Convexy has no server. The extraction runs on your iPhone or iPad, works in Airplane Mode, and requires no account. Nothing is uploaded, because there is nowhere for it to go.

How to do it

  1. Bring the MP4 into Convexy

    Tap Browse files to pick it from Files, choose it from Photos, or share the video into Convexy from another app.

  2. Choose M4A

    Convexy lists what the file can actually become — M4A sits alongside MOV, M4V, animated GIF and still frames.

  3. Convert

    The video track is discarded and the audio is exported on your device. Large files take a moment; nothing is uploaded.

  4. Rename it if you need to

    Convexy lets you rename the output before saving — useful when the video had a camera-generated filename.

  5. Save or share it

    Save the M4A to Files, or send it straight to a transcription tool, a podcast editor, or whoever needs it.

Common questions

Does extracting audio from an MP4 lose quality?
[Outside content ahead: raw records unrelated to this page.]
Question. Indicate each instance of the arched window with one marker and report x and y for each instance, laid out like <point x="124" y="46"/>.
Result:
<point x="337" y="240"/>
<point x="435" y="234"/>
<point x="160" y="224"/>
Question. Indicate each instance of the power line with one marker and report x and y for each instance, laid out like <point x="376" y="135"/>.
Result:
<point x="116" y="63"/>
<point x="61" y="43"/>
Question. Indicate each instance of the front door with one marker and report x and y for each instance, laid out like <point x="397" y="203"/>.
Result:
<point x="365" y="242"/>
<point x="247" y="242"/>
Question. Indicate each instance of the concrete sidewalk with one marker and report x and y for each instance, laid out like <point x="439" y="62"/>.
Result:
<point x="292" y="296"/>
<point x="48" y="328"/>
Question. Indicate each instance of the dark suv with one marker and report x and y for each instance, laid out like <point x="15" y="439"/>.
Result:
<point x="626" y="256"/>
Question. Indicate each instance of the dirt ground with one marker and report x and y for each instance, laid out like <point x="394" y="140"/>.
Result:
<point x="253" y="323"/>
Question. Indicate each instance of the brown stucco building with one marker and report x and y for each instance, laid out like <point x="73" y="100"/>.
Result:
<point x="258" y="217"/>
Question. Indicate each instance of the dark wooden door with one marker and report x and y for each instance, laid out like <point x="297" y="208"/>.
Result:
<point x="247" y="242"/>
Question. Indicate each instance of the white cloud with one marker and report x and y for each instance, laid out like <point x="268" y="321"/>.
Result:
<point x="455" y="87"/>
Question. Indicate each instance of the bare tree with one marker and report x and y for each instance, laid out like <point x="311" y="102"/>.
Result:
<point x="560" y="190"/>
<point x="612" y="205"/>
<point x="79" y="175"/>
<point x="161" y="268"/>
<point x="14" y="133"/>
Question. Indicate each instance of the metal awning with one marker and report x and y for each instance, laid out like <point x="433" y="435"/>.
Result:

Barely, but be precise about it: the audio in the video is already lossy AAC, and Convexy exports it through Apple's AAC exporter rather than copying the bits verbatim. Treat it as one more encode, not a free remux. From any normally-encoded video it is not something you will hear — and it certainly does not degrade with the video track's removal.

Should I extract to M4A, MP3, WAV or FLAC?

M4A unless you have a reason. It is the container the audio is already in, so it is the most direct landing. Choose MP3 if the destination is old hardware or a form that insists on it. Choose WAV or FLAC only if a tool demands them — the audio was lossy AAC, so a lossless container just gives you a much bigger file containing exactly the same audio.

Why is the M4A so much smaller than the MP4?

Because the picture was nearly all of it. Video runs at thousands of kilobits per second; audio at a couple of hundred. A one-hour 500 MB recording routinely becomes 50 MB or less as audio alone. You have not compressed anything — you have just stopped storing the images.

Can I set the bitrate of the extracted M4A?

No. Convexy exports M4A with Apple's AAC exporter at its standard setting, and that exporter does not expose a bitrate control. Extract to MP3 if you need to choose a specific bitrate — 128, 192, 256 and 320 kbps are all available there, along with mono, which is a large saving on speech.

Is the video file changed?

No. Convexy writes a new audio file and leaves the original MP4 exactly as it was. Nothing is modified, moved or deleted.

Does this upload my video?

No. There is no server. The extraction happens on your iPhone or iPad and works with the network turned off — which is exactly what you want for a recorded meeting, interview or lecture.